What are the optimal methods for protein extraction when working with SAG101 antibodies?

For effective SAG101 protein detection using antibodies, researchers should:

• Extract total soluble protein from plant tissue (typically leaves) using a buffer containing:

  • Detergent (e.g., Triton X-100) to solubilize membrane proteins

  • Protease inhibitors to prevent degradation

  • Reducing agents to maintain protein structure

  • Appropriate pH buffering (typically around pH 7.5)

• Centrifuge samples to remove cell debris and insoluble material

• Quantify protein concentration to ensure equal loading for immunoblot analysis

This approach has been successfully employed to detect SAG101 in studies examining its accumulation and stability in various genetic backgrounds (e.g., in eds1, pad4, and pad4 sag101 mutants) .

What controls should be included when using SAG101 antibodies in immunoblotting experiments?

When conducting immunoblot experiments with SAG101 antibodies, the following controls are essential:

• Positive control: Wild-type plant extracts known to express SAG101 (e.g., Col-0 in Arabidopsis)

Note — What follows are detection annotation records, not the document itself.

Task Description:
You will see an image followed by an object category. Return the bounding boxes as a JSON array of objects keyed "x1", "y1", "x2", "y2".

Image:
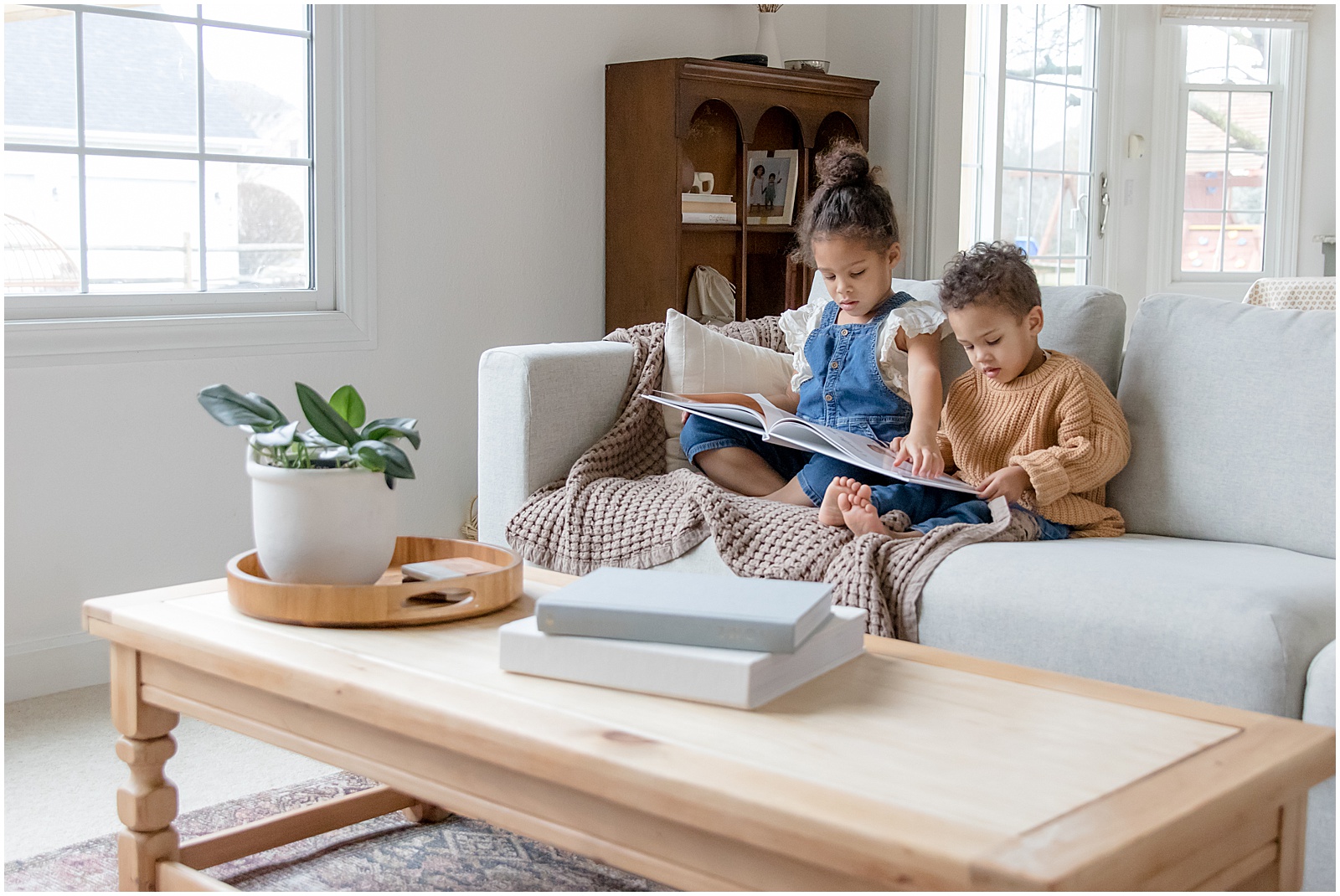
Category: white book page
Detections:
[{"x1": 772, "y1": 420, "x2": 977, "y2": 496}]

• Negative control: Extracts from confirmed sag101 null mutants (e.g., sag101-1 and sag101-2) to verify antibody specificity

• Loading control: Detection of a constitutively expressed protein (e.g., actin or tubulin) to normalize protein amounts across samples

• Cross-reactivity check: Testing the antibody against recombinant SAG101 protein and extracts from plants overexpressing SAG101 to confirm specificity

These controls help validate the specificity of the antibody and ensure accurate interpretation of results, particularly when examining SAG101 protein levels in different genetic backgrounds or under various treatment conditions .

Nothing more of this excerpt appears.